Broncos coach Sean Payton has a better chance of being hilarious on “Hard Knocks” than being victorious in a playoff game during the 2024 NFL season.
I kid you not.
But let’s hope Payton does indeed possess a healthy sense of humor we’ve yet to see, because a young quarterback this team needs could well be available with the second-round pick in the draft that the Broncos don’t own because they traded it to the New Orleans Saints for Payton.
You must remember this: Long before he surrendered 70 points to Miami or benched Russell Wilson, Payton poked fun at the New York Jets for appearing on “Hard Knocks,” the television series that takes fans behind the scenes with a pro football team.
Now Payton wants us all to believe he left the door open to Wilson’s return to the team during his end-of-season exit interview with a veteran quarterback he could barely tolerate.
“Otherwise,” Payton insisted, “it would have been like, ‘Hey, goodbye.’”
Really?
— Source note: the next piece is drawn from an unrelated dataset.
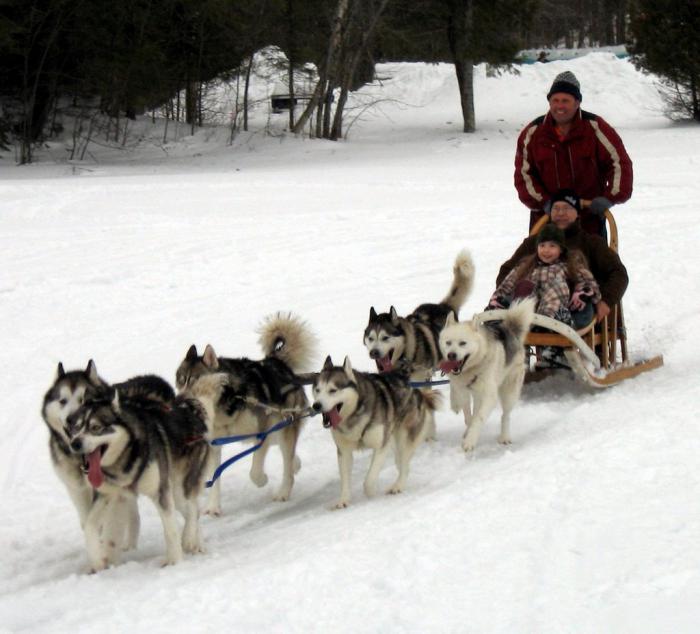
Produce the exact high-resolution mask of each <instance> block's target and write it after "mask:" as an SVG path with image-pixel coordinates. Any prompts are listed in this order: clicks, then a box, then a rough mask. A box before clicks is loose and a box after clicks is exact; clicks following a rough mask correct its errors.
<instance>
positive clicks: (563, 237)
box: [537, 223, 566, 253]
mask: <svg viewBox="0 0 700 634" xmlns="http://www.w3.org/2000/svg"><path fill="white" fill-rule="evenodd" d="M542 242H556V243H557V244H558V245H559V246H560V247H561V251H562V253H565V252H566V238H565V237H564V232H563V231H562V230H561V229H560V228H559V227H557V225H553V224H552V223H549V224H546V225H545V226H544V227H542V229H540V232H539V233H538V234H537V244H541V243H542Z"/></svg>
Those words might be a strong contender for the funniest ever uttered by Payton during his tenure as coach, with one possible exception.
About five seconds after he dumped Wilson for “Sparky” Stidham during the holidays, Payton conveniently forgot his disdain for the NFL’s version of reality TV, all because his ego was dented by criticism for a move nobody in their right football mind believed would make the Broncos a better team.
“I think it’s part of the deal, and I understand it,” said Payton, who wants us to believe he has been miscast as a grumpy old man. “I get it. It’s the only thing that makes me once in a while want to do ‘Hard Knocks.’ There’s a perception. That would be the only reason to get an inside look as to this whole ‘old school’ approach. Shoot, you don’t do this this long if you’re not adjusting, funny, creative — all those things. I think I am all those things.”
Well, we’re fixing to find out.
For the good of the Broncos, Payton now needs to do something never previously required of a veteran coach with 160 regular-season victories on his NFL resume.
He won big in New Orleans with Drew Brees, who’s bound for the Pro Football Hall of Fame. And he clashed loudly in Denver with Wilson, who also has a real chance to be enshrined in the Hall.
Payton, however, has never been forced to exercise the patience needed to develop a young quarterback.
While swallowing all of the dead money from the regrettable contract extension given to Wilson, the Broncos could settle for Stidham, or shop in the bargain bid of the veteran free agent market for Gardner Minshew, Sam Darnold or Drew Lock.
Truth be told, maybe Payton could coax the Broncos to the playoffs with a journeyman quarterback running the offense. But Denver isn’t getting back to the Super Bowl that way.
And ever since Peyton Manning rode off into the sunset after his last rodeo at Super Bowl 50, hasn’t this franchise already wasted enough years trying to slap a Band-Aid on its problems instead of making a commitment to a meaningful rebuild?
The sight of Payton carving down his offensive game plan at 2 a.m. to accommodate the limitations of a rookie quarterback would make for compelling TV on “Hard Knocks.”
With the 12th overall pick in the first round, the Broncos might get lucky and have the choice of young quarterbacks among Michael Penix Jr. of Washington, J.J. McCarthy of Michigan or Bo Nix of Oregon.
But it would be far gutsier if Denver decided to trade back from No. 12, gambling it could still land a young QB and add another pick in the process.
If Payton lost patience with Wilson, I fear the steep learning curve of a rookie quarterback might cause him to lose his mind.
All evidence aside, your fearless leader of the Broncos is both relentlessly innovative and hilariously funny, if Payton does say so himself.
But if he can’t effectively develop a young quarterback for the first time in his NFL career, the joke’s on a grumpy coach from the old school of hard knocks.